# Worldmark Question



## Tacoma (Dec 4, 2009)

Just purchased worldmark.  My question is I am asked to pay the 570 maintenance fee before closing but the points are not deposited until January.  Do you pay the 2010 fees before they put the points in your account?  In other words I'm assuming the fees are paid before the points not after correct.  I paid 3600 for a 10000 point account. They have a "transfer fee" of 430 and then the worldmark fee of 150.  Did I do OK I could still back out.  Thanks

Joan


----------



## Stressy (Dec 4, 2009)

Tacoma said:


> Just purchased worldmark.  My question is I am asked to pay the 570 maintenance fee before closing but the points are not deposited until January.  Do you pay the 2010 fees before they put the points in your account?  In other words I'm assuming the fees are paid before the points not after correct.  I paid 3600 for a 10000 point account. They have a "transfer fee" of 430 and then the worldmark fee of 150.  Did I do OK I could still back out.  Thanks
> 
> Joan



Hi Joan,

Worldmark maint fees are paid quarterly. You really don't need an escrow per se or "transfer fee" of 430.00. Worldmark does charge the 150.00 to transfer ownership or combine accounts. So, add the 430 to the 3600.00 for 4030.00 total purchase price. 

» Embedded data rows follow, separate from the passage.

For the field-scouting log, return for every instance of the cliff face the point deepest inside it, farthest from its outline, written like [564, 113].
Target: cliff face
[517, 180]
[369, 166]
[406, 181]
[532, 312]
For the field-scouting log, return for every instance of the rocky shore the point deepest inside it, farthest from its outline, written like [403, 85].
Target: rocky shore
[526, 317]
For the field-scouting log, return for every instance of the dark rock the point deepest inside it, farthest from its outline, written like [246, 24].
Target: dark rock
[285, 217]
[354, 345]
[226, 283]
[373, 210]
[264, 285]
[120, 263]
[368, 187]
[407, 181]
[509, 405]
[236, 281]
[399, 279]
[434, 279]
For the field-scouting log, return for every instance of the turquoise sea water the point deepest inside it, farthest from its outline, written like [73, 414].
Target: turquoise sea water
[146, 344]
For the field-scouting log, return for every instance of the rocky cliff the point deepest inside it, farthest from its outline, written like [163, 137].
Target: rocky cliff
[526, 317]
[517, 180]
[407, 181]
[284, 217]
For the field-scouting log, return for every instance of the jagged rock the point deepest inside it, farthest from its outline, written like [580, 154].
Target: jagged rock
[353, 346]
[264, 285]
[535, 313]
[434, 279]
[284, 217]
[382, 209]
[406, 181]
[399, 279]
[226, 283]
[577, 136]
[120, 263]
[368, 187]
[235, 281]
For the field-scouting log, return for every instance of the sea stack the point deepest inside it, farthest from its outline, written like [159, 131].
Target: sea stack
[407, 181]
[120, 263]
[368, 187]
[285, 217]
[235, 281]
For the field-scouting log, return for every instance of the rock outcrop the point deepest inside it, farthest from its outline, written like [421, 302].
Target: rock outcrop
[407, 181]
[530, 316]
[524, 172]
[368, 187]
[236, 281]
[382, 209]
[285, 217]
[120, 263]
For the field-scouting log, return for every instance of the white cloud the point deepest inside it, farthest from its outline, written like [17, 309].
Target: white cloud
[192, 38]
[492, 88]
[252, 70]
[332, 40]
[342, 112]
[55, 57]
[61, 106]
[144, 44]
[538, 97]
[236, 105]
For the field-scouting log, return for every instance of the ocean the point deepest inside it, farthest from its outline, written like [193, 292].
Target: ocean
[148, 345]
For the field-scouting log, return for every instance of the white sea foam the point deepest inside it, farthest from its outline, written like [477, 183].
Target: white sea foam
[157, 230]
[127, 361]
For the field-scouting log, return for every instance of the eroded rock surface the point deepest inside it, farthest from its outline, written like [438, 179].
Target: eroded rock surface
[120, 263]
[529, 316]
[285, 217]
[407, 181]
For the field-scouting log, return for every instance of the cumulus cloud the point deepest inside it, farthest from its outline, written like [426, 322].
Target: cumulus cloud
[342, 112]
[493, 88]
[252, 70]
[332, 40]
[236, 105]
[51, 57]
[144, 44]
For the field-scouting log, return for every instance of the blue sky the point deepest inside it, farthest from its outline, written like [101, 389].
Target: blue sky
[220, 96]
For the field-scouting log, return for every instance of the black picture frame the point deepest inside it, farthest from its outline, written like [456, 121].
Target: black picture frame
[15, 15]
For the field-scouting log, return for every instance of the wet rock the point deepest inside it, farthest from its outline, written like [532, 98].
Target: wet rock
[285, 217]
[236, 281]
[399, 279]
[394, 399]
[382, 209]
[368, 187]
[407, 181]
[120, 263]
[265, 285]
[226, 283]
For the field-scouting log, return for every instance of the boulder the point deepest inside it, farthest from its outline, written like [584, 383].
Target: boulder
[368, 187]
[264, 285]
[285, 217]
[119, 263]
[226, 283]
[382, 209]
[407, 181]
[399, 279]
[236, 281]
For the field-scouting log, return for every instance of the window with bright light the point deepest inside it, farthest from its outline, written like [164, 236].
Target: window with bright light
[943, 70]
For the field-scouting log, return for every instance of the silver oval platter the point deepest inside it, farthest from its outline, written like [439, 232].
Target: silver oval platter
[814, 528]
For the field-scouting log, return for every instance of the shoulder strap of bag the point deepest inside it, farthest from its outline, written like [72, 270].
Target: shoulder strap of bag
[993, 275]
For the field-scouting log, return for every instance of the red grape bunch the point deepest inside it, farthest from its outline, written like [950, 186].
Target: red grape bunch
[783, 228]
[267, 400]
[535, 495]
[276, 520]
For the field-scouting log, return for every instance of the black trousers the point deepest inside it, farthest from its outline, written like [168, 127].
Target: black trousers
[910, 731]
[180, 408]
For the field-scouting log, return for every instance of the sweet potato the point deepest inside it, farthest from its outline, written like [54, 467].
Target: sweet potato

Is the owner in arrears as far as MF's? Are there any banked credits in your purchase/account? That makes a difference. You really want a "fully loaded" account. i.e. 2 yrs banked credits with January anniversary date would be ideal. 20,000 credits to use now with 10,000 coming in January.

There is no need to collect the entire years MF's unless the previous owner or seller is in arrears....you just need to be current for transfer. I assume you are dealing with an Ebay seller since they have a high closing fee plus they want a years MF's up front.



I'm not saying you should back out-but just make sure you get credit for those MF's in whatever fashion is appropriate. Have you visited www.wmowners.com ? Plenty of knowledgable owners to assist you.

Good Luck!

I LOVE my WM!


----------



## cotraveller (Dec 4, 2009)

I've always paid the WorldMark maintenance dues quarterly.  Credits are deposited into the account on the account anniversary date.  My dues for those credits are paid during the year, not in advance. 

The dues need to be curent for a transfer.  I'd check to make sure you are payiing next years dues, not last years.

Edited to add - Looks like two of us were typing a reply at the same time.  Stressy was more detailed but we said the same thing - make sure which dues you are being asked to pay.


----------